A fundamental role of planning is to provide land of the right type in the right location to balance the need for new development with the interests of local communities and the wider public. The key challenge though is to recognise current and emerging growth opportunities and ensure that local plans are sufficiently flexible to be able to accommodate the full spectrum of opportunities, from small scale extensions and change of use through to identifying strategic sites capable of accommodating inward investment from external sources.
The recent chain of events triggered by the UK’s decision to leave the EU has placed a renewed focus on how localities position themselves for economic growth and ensuring that the various planning systems across the UK are ‘fit-for-purpose’ to secure future prosperity.
Inward investment represents just one source of growth and development, yet it remains one of the more challenging to quantify and plan for, given its ‘footloose’ nature. The extent to which local areas can actively plan for – and successfully capture – inward investment can also vary considerably across the country.
To explore how planning for inward investment works in local areas and how local partners can be more pro-active in securing these opportunities, NLP recently carried out a survey of local planning authorities (LPAs) and local enterprise partnerships (LEPs) across England. The key messages are presented in our new research report Invest to Grow
and are summarised below:
Drawing on best practice examples, we have identified a series of critical success factors that local partners could use to shape appropriate planning policy responses to inward investment opportunities in their area. This distils the opportunity into three broad typologies (described below) and provides a useful way of thinking about how the planning system can more pro-actively target and help capture inward investment within the overall ambit of planning for growth.

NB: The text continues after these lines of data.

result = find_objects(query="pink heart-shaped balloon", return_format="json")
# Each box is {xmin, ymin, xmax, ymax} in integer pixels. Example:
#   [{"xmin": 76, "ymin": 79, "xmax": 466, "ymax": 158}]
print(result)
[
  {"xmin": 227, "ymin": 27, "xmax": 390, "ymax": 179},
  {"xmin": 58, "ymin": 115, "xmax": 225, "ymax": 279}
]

‘Grow your own’ – the first typology - refers to companies that already have a UK base and have scope to expand their operations either in the same location and/or elsewhere across the country. Responding to this opportunity is all about taking the time to understand and nurture an existing business base, ensuring they have the support they need to become more embedded within a local economy and being responsive to expansion and development plans to ensure that their growth can be accommodated.
‘Catch and steer’
– the second typology - describes firms that have already decided to bring their investment to the UK or a particular region and are exploring their location, site and premises options. Planning has a role to play here in establishing a clear and competitive sector offer, by providing planning certainty that key sites are available and deliverable, and contributing to making the economic case for public funding to unlock development opportunities.
‘Footloose and free’
- the final typology - relates to firms that are not tied to any particular location or country but operate within a global marketplace. This arguably represents the most difficult opportunity to plan for, so maintaining a flexible and responsive planning system that anticipates (rather than accurately predicts) where opportunities might derive from is key, alongside promoting a positive message to the global marketplace that a local area is ‘open for business’. This will help an area to respond effectively if, or as and when the time comes.
Our research shows that planning for inward investment inevitably looks different in different places, but with the EU Referendum result already impacting on business decisions to invest and trade with the UK, it also indicates that the ability of local areas to make themselves attractive to inward investment - and the opportunities that this can bring - is now more important than ever.